I am setting up an automated Gmail account that will be capable of receiving, parsing, and sending emails as well as having some access to users' Google calendars. Using Google's quickstart guide for authorization I was able to get all the necessary functionality working. The problem is that it requires visiting a URL to give permissions to the program. It is not an issue when developing locally, but this will be deployed on a Debian droplet with no GUI or browser. I am guessing this could be handled by Selenium or Puppeteer, but there has to be a better way.
I have looked into Google's server-side authorization but that seems to involve visiting a URL as well. I have also come across service accounts, but there seems to be some concern over which APIs they can access and I'm not sure if it's the way to go for me.
Here are the scopes I am using:
https://www.googleapis.com/auth/calendar
https://www.googleapis.com/auth/gmail.readonly
https://mail.google.com/
Will a service account work for me? If not, what route should I be taking?
In order to access private user data behind a gmail account. Your application needs the permission of the owner of that account. or rather their consent to access the data. This is why the user is shown the consent screen.

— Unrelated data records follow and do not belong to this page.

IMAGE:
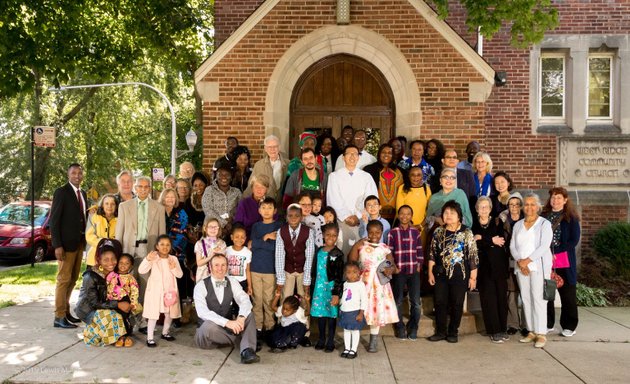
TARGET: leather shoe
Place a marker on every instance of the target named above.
(62, 322)
(72, 319)
(248, 356)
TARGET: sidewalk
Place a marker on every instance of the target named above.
(31, 350)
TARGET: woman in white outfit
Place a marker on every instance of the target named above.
(530, 247)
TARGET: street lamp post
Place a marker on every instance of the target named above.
(168, 103)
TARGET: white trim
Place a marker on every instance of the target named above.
(600, 119)
(552, 119)
(477, 62)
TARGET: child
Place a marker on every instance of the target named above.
(210, 244)
(406, 246)
(295, 247)
(313, 222)
(291, 327)
(381, 305)
(317, 206)
(373, 212)
(353, 307)
(161, 295)
(239, 258)
(328, 277)
(330, 216)
(262, 267)
(122, 286)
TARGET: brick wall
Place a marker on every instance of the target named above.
(244, 72)
(595, 217)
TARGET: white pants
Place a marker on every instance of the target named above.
(534, 306)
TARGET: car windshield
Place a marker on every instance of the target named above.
(21, 214)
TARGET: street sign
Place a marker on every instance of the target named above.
(44, 136)
(158, 174)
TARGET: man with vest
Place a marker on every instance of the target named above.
(215, 297)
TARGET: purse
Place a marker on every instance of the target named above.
(561, 260)
(549, 290)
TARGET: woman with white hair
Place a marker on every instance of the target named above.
(530, 248)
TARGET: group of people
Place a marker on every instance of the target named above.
(334, 234)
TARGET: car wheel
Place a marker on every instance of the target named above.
(39, 253)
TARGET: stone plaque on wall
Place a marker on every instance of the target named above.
(594, 161)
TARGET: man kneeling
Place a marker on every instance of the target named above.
(215, 297)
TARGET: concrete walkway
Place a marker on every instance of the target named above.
(31, 350)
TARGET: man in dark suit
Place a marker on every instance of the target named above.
(465, 180)
(67, 227)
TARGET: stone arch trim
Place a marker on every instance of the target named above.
(353, 40)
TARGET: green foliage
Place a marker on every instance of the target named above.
(527, 19)
(611, 243)
(591, 297)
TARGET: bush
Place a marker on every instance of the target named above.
(613, 243)
(590, 297)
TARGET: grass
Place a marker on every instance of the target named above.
(25, 284)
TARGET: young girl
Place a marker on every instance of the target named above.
(311, 221)
(122, 286)
(371, 254)
(328, 277)
(330, 216)
(291, 326)
(161, 294)
(207, 246)
(353, 306)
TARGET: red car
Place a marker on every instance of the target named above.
(15, 231)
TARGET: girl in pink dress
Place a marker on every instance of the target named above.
(161, 295)
(381, 309)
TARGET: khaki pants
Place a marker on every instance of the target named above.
(67, 275)
(263, 289)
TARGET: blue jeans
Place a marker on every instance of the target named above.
(413, 287)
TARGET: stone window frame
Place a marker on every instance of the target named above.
(577, 49)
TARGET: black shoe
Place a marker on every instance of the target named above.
(451, 338)
(436, 337)
(168, 337)
(62, 322)
(248, 356)
(72, 319)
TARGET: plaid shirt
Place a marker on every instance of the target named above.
(406, 249)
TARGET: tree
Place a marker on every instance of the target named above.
(59, 42)
(528, 19)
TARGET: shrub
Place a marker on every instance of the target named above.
(590, 297)
(613, 243)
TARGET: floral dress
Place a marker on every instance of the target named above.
(381, 309)
(323, 289)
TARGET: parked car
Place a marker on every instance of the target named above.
(15, 231)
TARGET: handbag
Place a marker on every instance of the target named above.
(549, 290)
(557, 278)
(561, 260)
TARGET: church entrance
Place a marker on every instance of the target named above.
(342, 90)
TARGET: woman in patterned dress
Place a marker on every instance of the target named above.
(453, 264)
(370, 254)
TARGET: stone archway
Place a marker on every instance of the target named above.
(332, 40)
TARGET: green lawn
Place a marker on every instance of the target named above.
(25, 284)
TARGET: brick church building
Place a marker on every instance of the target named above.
(562, 117)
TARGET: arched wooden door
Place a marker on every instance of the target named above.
(342, 90)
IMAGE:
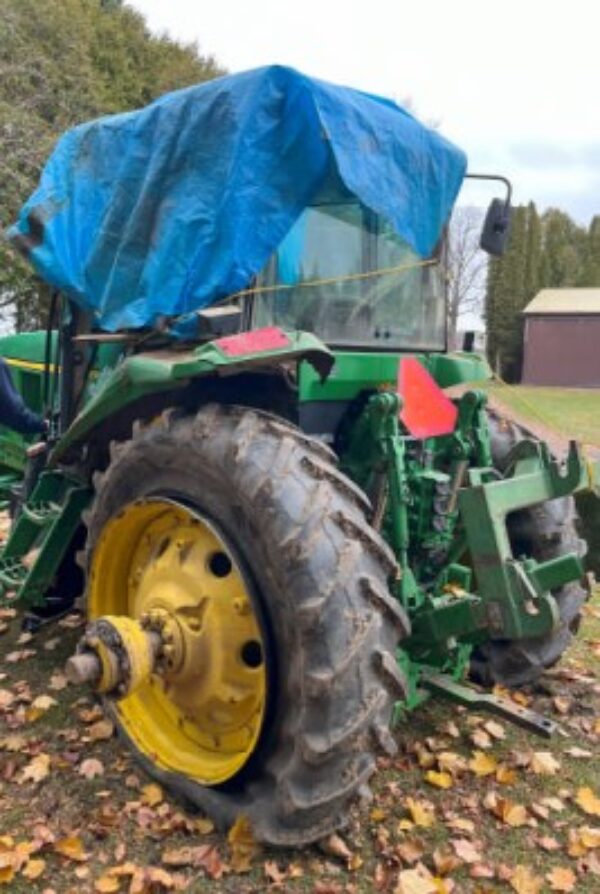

What you can do is verify your application once and then store the refresh token and use that up on your server. You should also know that apps that are in the testing the refresh tokens expire after seven days. So you will either need authorize it once a week or set it in production and possibly apply for varication.
You should know that using Gmail API, with Oauth2. To have your application verified is going to cost you between 15k and 75k each year for the security audit.
In order to use service accounts with the Gmail api you need to have a google workspace account and you need to set up domain wide delegation to the service account.
Have you considered going though the SMTP server?